Marau Kāreti Tuākana

The Senior College curriculum is designed to provide a wide range of options which allow students to follow their chosen path of study and work towards achieving their potential. The expectation is that all students will strive for academic excellence. Excellence is recognised as ‘doing one’s best’. A high level of academic achievement should give students greater access to the tertiary institution of their choice and/or a position in the workforce.

Most subjects in the Senior College, and many tertiary courses, have entry requirements. For this reason, we advise students to plan ahead to ensure that possible avenues of study are not closed. Year 12 English is the only compulsory academic subject in the Senior College curriculum.

When choosing subjects, students need to be mindful of their own abilities and be realistic in their choices.

If it suits a student’s particular needs, they are able to take subjects at more than one Level in the same year. This is called multi-Level study and is a regular feature of senior secondary schooling. We also advise students to keep their course as broad as possible within the framework of subjects offered in the Senior College.

In summary, Senior College students should:

  • choose wisely and broadly from the many courses offered;
  • have a sense of direction for their academic studies;
  • seek course counselling from relevant staff as and when required;
  • have a meaningful and personalised academic pathway for themselves;
  • seek to develop analytical thinking skills and to become independent learners.
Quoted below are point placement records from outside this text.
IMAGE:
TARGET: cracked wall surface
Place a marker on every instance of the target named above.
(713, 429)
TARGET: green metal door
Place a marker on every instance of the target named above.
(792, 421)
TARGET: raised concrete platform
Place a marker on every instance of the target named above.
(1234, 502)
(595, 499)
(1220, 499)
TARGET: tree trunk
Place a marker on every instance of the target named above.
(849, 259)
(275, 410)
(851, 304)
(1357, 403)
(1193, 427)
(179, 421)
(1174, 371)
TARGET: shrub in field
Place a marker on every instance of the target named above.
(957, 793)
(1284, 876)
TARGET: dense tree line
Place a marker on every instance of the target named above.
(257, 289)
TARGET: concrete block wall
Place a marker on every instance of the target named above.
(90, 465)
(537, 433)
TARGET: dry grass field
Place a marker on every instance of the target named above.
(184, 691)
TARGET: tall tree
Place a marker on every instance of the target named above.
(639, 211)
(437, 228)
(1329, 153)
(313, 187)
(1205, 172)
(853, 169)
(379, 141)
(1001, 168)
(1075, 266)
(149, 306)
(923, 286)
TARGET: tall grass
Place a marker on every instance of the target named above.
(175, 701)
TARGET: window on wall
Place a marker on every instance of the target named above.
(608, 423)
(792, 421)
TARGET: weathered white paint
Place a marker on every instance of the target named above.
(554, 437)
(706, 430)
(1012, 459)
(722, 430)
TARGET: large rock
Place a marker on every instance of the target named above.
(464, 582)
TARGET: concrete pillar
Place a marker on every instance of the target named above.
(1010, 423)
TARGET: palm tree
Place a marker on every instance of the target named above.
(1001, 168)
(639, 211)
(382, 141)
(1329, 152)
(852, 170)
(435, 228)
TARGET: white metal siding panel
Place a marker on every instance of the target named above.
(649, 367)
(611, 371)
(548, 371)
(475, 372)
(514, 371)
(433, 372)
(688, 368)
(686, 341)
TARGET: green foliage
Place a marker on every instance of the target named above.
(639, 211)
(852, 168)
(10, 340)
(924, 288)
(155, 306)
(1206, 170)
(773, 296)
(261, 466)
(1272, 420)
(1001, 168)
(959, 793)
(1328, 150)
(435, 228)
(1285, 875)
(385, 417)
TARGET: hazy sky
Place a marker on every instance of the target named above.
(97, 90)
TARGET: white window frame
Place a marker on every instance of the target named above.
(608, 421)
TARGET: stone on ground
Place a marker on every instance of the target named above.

Ways to help you learn – be sure to:

  1. Set yourself some goals – both short-term and long-term. A Year 12 student might set NCEA Level 2 as a long-term goal and taking part in the College Production as a short-term goal.
  2. Plan the time you have available after school so that homework, co-curricular involvement like sport or music, and your social life can all be fitted in. Make sure you prioritise so that the important things get done.
  3. Take good notes in class.
  4. Participate in each lesson.
  5. Keep up with your homework. If there are any concerns, seek help from your teacher or other support people like fellow students or your Dean. Use your homework time to review what you have been studying – this is a particularly good thing to do in those times when you don’t have any specific homework from teachers.
  6. Have a wall planner at home and enter all assessments (tests and projects) for each term.
  7. Take internal assessment seriously; it provides results that stay on your Record of Achievement.
  8. Make sure you know precisely what is required for an assessment and, if possible, practise using sample papers from the NCEA and Te Kete Ipurangi (TKI) websites.
  9. Make sure you spend time preparing for every assessment.
  10. Know what is required to gain each NCEA Level qualification and University Entrance.